Ich fragte mich, ob Becky und Baruch einen Weg finden würden, ihre Beziehung fortzuführen. Ich hoffte es, denn ich erkannte daran, wie Baruch Beckys Stimmung bemerkt hatte und wie er sich um sie gesorgt hatte, dass die beiden durchaus eine Zukunft hatten, wenn sie sich genug Zeit ließen. Und wenn das Schicksal sie über ihren Lebensweg selbst entscheiden ließ.
»Hier hinauf?«, schlug Leif vor, nahm meine Hand und führte mich sanft in Richtung des Stadtzentrums.
»Nein«, erwiderte ich und zog ihn in die andere Richtung. »Nein, lass uns unten an den gefürchteten Stufen essen.«
»Wie bitte?«
»An dem kleinen Hafen. Wo du das erste Mal geschwommen bist.«
»Oh«, erwiderte Leif. »Ja, natürlich. Okay.«
Während wir uns auf den Weg in Richtung der Treppe machten, spürte ich, wie meine Schultern sich entspannten. Eine Anspannung, die sich dort seit Jahren festgesetzt hatte, eigentlich so lange, wie ich zurückdenken kann, löste sich langsam auf.

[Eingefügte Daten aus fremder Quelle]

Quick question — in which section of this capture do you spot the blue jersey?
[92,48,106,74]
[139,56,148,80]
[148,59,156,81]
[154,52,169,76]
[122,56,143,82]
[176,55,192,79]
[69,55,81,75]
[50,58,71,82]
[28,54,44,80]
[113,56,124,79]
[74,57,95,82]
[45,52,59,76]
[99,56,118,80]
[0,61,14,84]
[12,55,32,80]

Was geschehen war, hatte mich gebrochen – ich hatte es immer gewusst, auch wenn ich so getan hatte, als wäre das nicht der Fall. Meine Hoffnungen, mein Glaube an die Hoffnung sogar, war ausgelöscht worden, und ich hatte so lange gekämpft, um überhaupt weitermachen zu können. Leif war eine kleine Insel der Hoffnung inmitten einer unendlichen, erschreckenden See gewesen, und als sie hinter mir lag, konnte ich nirgendwo am Horizont auch nur das kleinste Ziel erkennen. Ich denke, hätte ich nicht eine Tochter gehabt, um die ich mich hatte kümmern müssen, hätte ich wahrscheinlich bei mehr als nur einer Gelegenheit meinem Leben ein Ende gesetzt.
Aber plötzlich fühlte ich mich stärker, als würden die Dinge wieder in der Spur laufen, als habe jemand die Fesseln
der letzten vierundzwanzig Jahre gelöst und das frühere Urteil sei aufgehoben. Konnte es wirklich so einfach sein? Hatte die fröhliche, hoffnungsvolle Laura von vor vierundzwanzig Jahren sich einfach nur in einer Ecke versteckt und darauf gewartet, dass das richtige Leben wieder beginnt?
Als wir an Zimmer dreiundzwanzig vorbeikamen, hielt Leif inne. »Können wir nur eine Minute hineingehen?«, fragte er.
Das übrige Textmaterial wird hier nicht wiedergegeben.